I make these statements while acknowledging that I’ve cheered for the Saints in the past, having become a fan of Drew Brees. And as I mentioned in my 2009 sharepost, football has been a part of my life from infanthood when my parents would cheer madly from the top deck of Mile High Stadium for the Denver Broncos (who were not very good at that point in time). Football continued to be part of the culture that I grew up in since I attended Odessa Permian High School, which was the focus of the book, “Friday Night Lights” (and the subsequent movie by that name). And I have lived in a state that worships the Dallas Cowboys, Houston Texans, University of Texas Longhorns and Texas A&M Aggies. Football is king!

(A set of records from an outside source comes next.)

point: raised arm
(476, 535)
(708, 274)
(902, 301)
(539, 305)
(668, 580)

Football is an inherently violent sport. However, the Saints’ implicit agreement to place a bounty on opposing players in order to knock them out of the game – most often through a concussion – crosses the line not only in sportsmanship, but in humanity. That’s because research increasingly is showing that concussions can lead to dementia. These findings, quite frankly, trump the list of what’s considered important in football -- winning and championships (including Super Bowl trophies).
So let’s go a little bit into the research. As I mentioned in that 2009 sharepost, one study involved a phone survey of 1,063 retired NFL players and their caregivers by University of Michigan researchers. The researchers found that more than six percent of players who were 50 years old and above reported that they had received a dementia-related diagnosis. This percentage was five times higher than the national average of 1.2 percent. Furthermore, players who were between the ages of 30-49 had a rate of 1.9 percent, which was 19 times higher than the national average of 0.1 percent.

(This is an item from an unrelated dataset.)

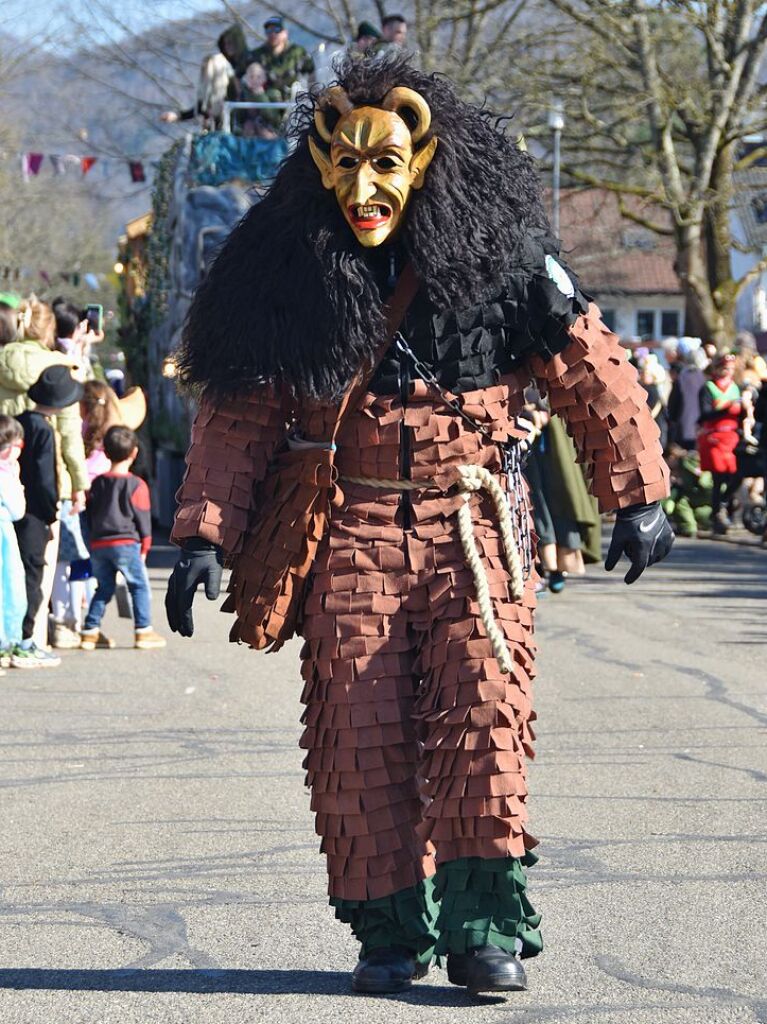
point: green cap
(367, 29)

In July 2011, Shirley Wang of The Wall Street Journal described a study that provided more evidence linking concussions sustained during football to dementia. Loyola University Medical Center researchers looked at 500 former NFL players with probably mild cognitive impairment. A small group of these former players had undergone cognitive testing. This small group was then compared with another group who was much older and who had not played professional sports; this second group also had been officially diagnosed with mild cognitive impairment. “The study confirmed that the former football players performed similarly in cognitive testing to the non-sports-playing group, even though they were significantly younger,” Wang reported.

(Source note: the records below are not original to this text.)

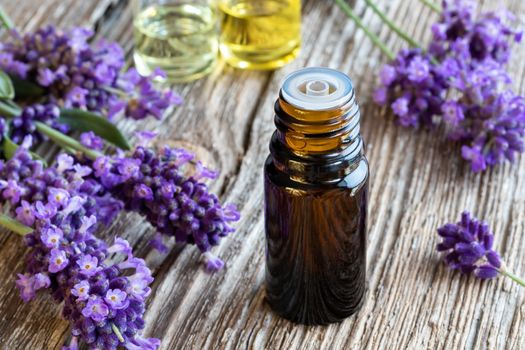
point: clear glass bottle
(178, 36)
(316, 183)
(260, 34)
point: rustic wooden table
(417, 183)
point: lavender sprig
(468, 248)
(461, 80)
(103, 301)
(177, 205)
(77, 74)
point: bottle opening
(317, 88)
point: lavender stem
(66, 141)
(434, 7)
(5, 19)
(59, 138)
(14, 225)
(375, 39)
(392, 25)
(512, 276)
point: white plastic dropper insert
(317, 89)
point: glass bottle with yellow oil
(178, 36)
(260, 34)
(316, 184)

So, you’re now asking, what other sanction would I propose in the Saints’ bounty program? I think the funds collected by the NFL from these sanctions should be used to make a substantial donation to the newly announced Darrell K. Royal Fund for Alzheimer’s Research. Royal, the legendary coach of the University of Texas football team, was recently announced as having Alzheimer’s disease. The fund created in his name will focus on cutting-edge clinical research into Alzheimer’s disease and related dementias. By supporting the Royal Fund, the NFL would send a clear message to players, coaches, team management and the fans that concussions – and the potential for Alzheimer’s or other dementias-- should not be encouraged through bounty programs.